Galant tidak tahu kapan lagi dia bisa seperti ini di saat Arghi secara perlahan mendorongnya menjauh dari jalan berkelok yang akan dengan senang hati dia hadapi. Arghi tidak ingin Galant sepertinya, akan tetapi bagaimana dia bisa melakukan seperti apa yang Arghi inginkan ketika perasaan menggebu dari dalam tubuhnya terus memberontak. Mungkin dia bisa gila jika terus menekannya tetap di dalam.

Galant secara dalam kesadaran penuhnya menempelkan permukaan bibirnya pada tengkuk Arghi yang sama sekali tidak mendapat reaksi apapun dari dirinya, karena Arghi tetap tidur dengan nyenyak terbukti dari napas Arghi yang masih berhembus teratur bersamaan dengan detak jantung yang berdenyut seperti irama malam yang tenang.

Apa yang dilakukan Galant sendiri membawa denyut samar serta darahnya yang mengalir deras ke bawah tanpa kendali.

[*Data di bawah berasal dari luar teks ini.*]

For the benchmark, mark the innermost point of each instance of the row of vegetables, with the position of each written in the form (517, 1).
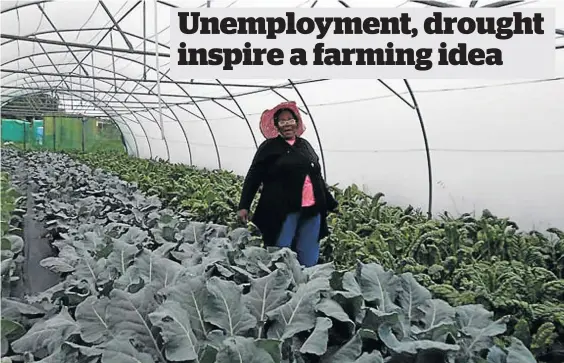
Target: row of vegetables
(466, 259)
(136, 246)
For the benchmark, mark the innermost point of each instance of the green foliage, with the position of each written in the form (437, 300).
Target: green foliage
(463, 260)
(141, 283)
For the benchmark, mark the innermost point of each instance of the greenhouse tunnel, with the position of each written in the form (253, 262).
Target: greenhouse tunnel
(439, 145)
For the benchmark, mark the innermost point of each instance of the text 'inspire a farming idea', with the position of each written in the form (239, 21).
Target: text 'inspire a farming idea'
(418, 39)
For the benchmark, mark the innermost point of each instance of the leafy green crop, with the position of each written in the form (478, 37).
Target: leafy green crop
(463, 260)
(141, 283)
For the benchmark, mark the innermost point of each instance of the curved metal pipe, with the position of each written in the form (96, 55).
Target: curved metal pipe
(101, 109)
(204, 118)
(240, 109)
(107, 94)
(427, 151)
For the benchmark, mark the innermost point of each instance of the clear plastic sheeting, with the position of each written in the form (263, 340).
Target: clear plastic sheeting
(456, 145)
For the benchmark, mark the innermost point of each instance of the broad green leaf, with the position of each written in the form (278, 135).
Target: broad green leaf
(378, 286)
(91, 316)
(239, 349)
(295, 316)
(333, 309)
(120, 350)
(436, 318)
(224, 308)
(152, 269)
(266, 294)
(16, 243)
(348, 353)
(127, 314)
(57, 265)
(478, 327)
(410, 346)
(180, 343)
(8, 327)
(518, 353)
(48, 334)
(317, 342)
(192, 295)
(411, 296)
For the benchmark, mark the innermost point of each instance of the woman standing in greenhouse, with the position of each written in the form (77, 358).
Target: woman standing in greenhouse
(294, 202)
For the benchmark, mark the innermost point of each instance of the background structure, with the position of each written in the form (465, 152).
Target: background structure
(456, 145)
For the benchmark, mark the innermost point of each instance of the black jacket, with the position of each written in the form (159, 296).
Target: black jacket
(281, 168)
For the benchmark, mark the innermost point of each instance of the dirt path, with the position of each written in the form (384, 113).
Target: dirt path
(36, 278)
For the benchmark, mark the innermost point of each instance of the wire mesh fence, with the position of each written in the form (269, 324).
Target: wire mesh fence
(63, 133)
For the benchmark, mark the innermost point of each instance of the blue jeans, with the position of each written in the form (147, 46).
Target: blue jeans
(306, 233)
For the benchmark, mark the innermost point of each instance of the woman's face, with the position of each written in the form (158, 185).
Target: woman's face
(287, 125)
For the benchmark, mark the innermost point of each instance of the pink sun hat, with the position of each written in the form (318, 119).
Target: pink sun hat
(267, 126)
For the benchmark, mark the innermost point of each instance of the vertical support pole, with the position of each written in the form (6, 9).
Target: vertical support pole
(25, 133)
(54, 133)
(144, 40)
(83, 121)
(158, 71)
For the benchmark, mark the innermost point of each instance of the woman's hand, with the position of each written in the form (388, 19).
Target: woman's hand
(243, 215)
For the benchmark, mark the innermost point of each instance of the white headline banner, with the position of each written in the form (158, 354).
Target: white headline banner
(362, 43)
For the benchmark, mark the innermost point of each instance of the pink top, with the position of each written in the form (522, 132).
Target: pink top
(307, 192)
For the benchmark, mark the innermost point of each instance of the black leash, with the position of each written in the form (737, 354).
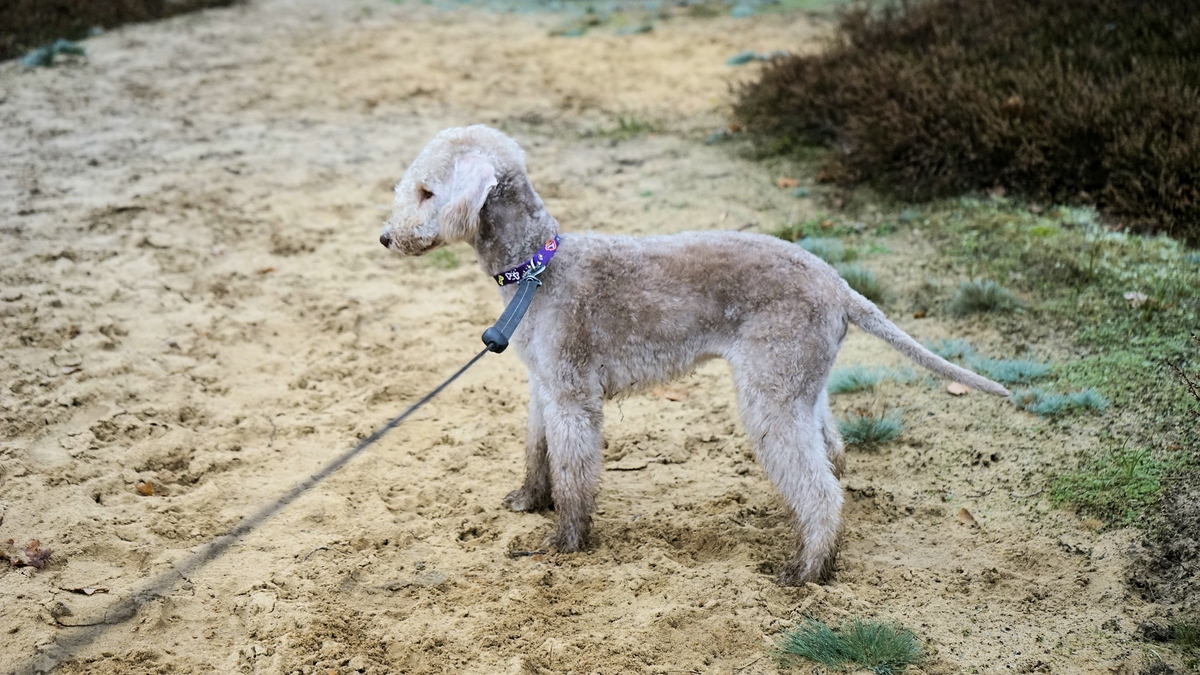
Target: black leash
(497, 340)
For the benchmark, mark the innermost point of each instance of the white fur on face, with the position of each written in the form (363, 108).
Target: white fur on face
(439, 198)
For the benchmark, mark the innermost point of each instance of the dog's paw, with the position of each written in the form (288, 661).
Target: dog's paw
(801, 572)
(527, 500)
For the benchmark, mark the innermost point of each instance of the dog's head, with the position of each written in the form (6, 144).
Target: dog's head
(439, 198)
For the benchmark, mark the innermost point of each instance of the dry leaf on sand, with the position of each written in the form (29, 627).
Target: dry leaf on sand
(965, 518)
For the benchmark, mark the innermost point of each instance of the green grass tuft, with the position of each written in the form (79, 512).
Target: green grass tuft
(1117, 487)
(869, 429)
(870, 645)
(951, 350)
(855, 378)
(828, 249)
(1186, 634)
(975, 297)
(864, 378)
(862, 280)
(1008, 371)
(1045, 404)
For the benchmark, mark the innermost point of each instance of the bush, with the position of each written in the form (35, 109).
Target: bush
(1080, 101)
(879, 647)
(982, 297)
(34, 23)
(869, 429)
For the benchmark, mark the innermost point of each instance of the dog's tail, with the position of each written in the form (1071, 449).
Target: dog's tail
(867, 316)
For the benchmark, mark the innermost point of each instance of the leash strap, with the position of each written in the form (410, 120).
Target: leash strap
(497, 336)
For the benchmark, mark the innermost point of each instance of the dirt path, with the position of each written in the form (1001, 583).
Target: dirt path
(193, 297)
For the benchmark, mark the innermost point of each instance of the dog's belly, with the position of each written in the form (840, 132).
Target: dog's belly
(622, 375)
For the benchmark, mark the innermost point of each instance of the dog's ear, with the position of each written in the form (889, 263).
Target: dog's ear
(469, 185)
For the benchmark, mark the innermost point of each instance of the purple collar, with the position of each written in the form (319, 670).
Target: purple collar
(532, 267)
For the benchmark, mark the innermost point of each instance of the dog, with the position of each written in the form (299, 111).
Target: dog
(622, 314)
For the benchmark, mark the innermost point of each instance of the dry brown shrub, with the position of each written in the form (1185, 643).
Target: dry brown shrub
(25, 24)
(1069, 101)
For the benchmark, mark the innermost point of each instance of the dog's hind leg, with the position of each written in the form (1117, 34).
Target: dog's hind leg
(787, 432)
(831, 435)
(534, 494)
(574, 446)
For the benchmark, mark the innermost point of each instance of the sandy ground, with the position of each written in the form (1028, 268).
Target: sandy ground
(193, 297)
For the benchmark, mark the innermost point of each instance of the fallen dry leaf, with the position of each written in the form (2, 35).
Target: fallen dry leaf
(29, 556)
(965, 518)
(1137, 299)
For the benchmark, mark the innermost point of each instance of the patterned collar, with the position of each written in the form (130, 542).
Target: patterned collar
(532, 267)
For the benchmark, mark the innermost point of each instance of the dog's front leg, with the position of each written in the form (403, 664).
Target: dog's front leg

Rasa panas pun tak luput menjaliri lehernya hingga naik ke pipi hingga menyebabkan mata Galant melebar dan dia menyentak mundur menjauh dari Arghi.

Jantung Galant yang berdebar kencang di tengah malam yang hening takut-takut dapat membangunkan Arghi dan menambah kepanikkannya semakin menjadi atas apa yang baru saja dia lakukan terhadap sahabatnya sendiri. Galant berbisik rendah pada dirinya sendiri, "Apa yang telah aku lakukan?"